Ubeydullah-ı Ahrar hazretleri “rahmetullahi aleyh”, bir gün hizmetçisine;
- Bana Semerkant’tan, biraz bal getir, buyurdu.
Hizmetçi;
- Peki efendim deyip, yollandı Semerkant’a.
Hocasının emrettiği kadar bal satın alıp, tam dışarı çıkıyordu ki, dükkana çok güzel bir kadın girdi.
Şeytana uyup, şehvetle baktı o kadına.
Sonra ayrılıp yola koyuldu ve Taşkent'e gelip, takdim etti o balı hocasına.
Etti ama, hocasının yüzü gülmüyordu.
Hatta kaşlarını çatıp, pek sitemli olarak;
- Sen bal almaya gittin. Ama şarap getirdin. Niye böyle yaptın? buyurdu.
- Estağfirullah efendim. Ben size bal getirdim.
- Hayır, şarap getirmişsin. İstersen aç bak.
Hizmetçi kutuyu açınca hayretten dona kaldı.
Zira kutuda bal değil, şarap vardı hakikaten.
O zaman anladı hatasını.
Kendi kendine;
“O kadına şehvetle bakmıştım. Ben o günahı işleyince, kutudaki bal da şarap olmuş” diye düşündü hemen.

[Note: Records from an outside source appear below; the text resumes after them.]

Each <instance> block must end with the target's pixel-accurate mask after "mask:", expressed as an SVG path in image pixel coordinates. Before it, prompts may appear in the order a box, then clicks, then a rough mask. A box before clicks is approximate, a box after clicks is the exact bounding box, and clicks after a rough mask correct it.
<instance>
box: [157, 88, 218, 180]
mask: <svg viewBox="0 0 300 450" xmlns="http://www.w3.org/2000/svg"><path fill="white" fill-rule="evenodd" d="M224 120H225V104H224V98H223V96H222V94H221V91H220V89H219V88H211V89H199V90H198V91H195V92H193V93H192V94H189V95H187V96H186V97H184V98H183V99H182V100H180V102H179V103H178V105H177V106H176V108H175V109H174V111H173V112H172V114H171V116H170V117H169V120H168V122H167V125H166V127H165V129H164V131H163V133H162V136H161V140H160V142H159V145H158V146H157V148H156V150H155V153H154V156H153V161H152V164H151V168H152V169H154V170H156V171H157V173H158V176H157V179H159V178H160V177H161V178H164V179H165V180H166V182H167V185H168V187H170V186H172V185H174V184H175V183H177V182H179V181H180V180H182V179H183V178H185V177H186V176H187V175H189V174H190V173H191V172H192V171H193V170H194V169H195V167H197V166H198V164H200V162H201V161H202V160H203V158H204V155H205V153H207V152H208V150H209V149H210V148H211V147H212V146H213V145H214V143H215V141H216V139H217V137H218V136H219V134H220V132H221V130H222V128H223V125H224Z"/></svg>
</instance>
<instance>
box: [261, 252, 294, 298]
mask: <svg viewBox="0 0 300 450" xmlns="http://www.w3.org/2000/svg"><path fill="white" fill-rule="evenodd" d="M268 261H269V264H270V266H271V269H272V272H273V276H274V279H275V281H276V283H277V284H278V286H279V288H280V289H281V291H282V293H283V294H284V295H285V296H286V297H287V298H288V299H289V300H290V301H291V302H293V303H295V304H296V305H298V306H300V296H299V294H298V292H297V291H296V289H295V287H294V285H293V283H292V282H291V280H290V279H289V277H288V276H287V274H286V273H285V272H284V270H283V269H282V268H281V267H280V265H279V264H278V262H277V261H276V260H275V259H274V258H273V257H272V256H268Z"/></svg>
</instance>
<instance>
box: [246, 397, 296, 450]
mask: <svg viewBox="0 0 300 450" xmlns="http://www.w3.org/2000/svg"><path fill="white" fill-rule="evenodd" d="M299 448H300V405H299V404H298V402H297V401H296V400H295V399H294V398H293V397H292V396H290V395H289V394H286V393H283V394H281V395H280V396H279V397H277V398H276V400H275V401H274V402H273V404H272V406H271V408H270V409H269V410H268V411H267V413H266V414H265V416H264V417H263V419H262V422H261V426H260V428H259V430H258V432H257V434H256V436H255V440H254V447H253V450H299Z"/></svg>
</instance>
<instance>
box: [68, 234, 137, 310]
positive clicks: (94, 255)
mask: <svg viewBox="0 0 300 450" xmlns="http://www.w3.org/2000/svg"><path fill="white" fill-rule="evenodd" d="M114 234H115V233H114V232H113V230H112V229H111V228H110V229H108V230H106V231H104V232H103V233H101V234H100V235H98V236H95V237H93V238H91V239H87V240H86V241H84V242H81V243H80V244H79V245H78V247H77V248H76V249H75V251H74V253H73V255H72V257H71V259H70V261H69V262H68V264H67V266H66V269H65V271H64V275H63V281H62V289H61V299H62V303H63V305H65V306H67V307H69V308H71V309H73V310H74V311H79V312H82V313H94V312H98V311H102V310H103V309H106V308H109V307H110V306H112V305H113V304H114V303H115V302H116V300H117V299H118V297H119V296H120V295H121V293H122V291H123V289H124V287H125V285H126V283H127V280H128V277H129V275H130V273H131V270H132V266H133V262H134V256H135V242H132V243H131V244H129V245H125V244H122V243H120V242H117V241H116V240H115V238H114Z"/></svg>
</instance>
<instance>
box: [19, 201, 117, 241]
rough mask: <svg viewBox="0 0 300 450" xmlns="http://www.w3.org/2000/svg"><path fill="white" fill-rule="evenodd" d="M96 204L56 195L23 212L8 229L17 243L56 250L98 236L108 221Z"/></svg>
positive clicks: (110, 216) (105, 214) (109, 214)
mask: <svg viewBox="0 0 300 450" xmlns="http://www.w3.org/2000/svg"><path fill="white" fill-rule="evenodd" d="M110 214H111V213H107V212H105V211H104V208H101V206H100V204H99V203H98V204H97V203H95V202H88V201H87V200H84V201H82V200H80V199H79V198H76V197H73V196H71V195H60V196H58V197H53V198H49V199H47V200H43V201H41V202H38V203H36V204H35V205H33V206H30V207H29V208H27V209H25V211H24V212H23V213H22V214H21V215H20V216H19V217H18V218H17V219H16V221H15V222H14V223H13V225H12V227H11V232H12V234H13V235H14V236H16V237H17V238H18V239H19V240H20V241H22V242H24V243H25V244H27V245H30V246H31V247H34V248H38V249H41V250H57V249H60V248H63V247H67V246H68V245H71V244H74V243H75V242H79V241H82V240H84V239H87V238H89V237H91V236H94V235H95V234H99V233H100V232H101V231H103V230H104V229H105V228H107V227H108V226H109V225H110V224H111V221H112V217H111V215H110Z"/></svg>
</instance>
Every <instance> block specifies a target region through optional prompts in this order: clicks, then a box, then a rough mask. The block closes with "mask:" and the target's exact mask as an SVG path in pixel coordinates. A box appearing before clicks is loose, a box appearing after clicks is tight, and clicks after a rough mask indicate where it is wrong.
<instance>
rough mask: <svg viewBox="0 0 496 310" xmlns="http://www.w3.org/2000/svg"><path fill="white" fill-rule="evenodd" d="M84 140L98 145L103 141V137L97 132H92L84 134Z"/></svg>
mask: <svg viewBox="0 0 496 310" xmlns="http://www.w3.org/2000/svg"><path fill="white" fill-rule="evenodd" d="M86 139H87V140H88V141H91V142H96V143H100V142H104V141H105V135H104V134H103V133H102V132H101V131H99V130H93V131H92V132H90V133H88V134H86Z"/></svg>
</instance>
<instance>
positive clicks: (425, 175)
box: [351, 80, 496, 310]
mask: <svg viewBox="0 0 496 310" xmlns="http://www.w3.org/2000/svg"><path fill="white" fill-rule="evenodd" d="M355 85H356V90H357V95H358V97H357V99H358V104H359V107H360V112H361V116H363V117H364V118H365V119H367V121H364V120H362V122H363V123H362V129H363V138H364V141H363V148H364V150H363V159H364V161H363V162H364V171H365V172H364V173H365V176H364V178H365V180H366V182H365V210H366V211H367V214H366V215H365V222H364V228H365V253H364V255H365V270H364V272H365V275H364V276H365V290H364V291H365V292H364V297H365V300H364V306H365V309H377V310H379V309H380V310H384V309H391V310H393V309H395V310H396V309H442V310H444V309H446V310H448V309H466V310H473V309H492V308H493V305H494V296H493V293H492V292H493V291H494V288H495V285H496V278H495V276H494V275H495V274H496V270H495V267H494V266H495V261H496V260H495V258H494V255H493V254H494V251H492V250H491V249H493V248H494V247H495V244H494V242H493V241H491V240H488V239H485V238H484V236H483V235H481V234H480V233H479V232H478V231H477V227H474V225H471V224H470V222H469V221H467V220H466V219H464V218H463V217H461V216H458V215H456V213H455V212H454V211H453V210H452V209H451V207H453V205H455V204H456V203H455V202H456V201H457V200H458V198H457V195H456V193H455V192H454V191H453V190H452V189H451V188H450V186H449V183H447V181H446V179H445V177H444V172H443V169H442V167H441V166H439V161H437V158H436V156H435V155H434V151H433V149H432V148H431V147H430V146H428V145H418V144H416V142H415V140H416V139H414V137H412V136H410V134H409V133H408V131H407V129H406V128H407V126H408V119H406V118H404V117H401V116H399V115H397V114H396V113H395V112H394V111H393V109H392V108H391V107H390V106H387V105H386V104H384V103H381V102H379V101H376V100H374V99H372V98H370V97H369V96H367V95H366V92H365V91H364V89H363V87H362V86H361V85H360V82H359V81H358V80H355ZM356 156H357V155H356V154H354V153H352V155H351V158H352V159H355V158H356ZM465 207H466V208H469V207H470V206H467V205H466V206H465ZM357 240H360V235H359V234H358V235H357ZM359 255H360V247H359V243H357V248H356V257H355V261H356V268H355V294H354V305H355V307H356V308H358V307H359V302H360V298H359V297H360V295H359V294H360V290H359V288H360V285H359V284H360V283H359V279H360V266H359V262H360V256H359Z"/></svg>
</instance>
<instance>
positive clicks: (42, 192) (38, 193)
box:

Bu, ona büyük bir ders olmuştu.
Bir daha bakmadı yabancı bir kadına.
Havaya yazı yazmak
Bu zat bir sohbetinde;
- Kardeşlerim, bazı kimseler vardır ki, her ne olursa olsun, kim ne ziyana uğrarsa uğrasın, her nimet yalnız bana gelsin, der. Maksadı, hedefi budur, buyurdu. Ve ekledi:
- Onun zevki ve sefası için herşeyin feda olması, umurunda bile değildir.
Sordular:
- Bunlar neden böyledir efendim?
- Çünkü imansızdırlar. Akılları yoktur. Böyle kimselerde merhamet olmaz. Canavardan, en korkunç hayvandan da daha zararlıdırlar.
- Ama bunlardan bazısı, insanlıktan, şefkatten bahsediyor hocam.
- Onların insanlıktan, merhametten söylemesi, havaya yazı yazmak gibidir kardeşim. Yani kendi menfaat ve şehvani arzularına kavuşmaları için birer tuzaktır.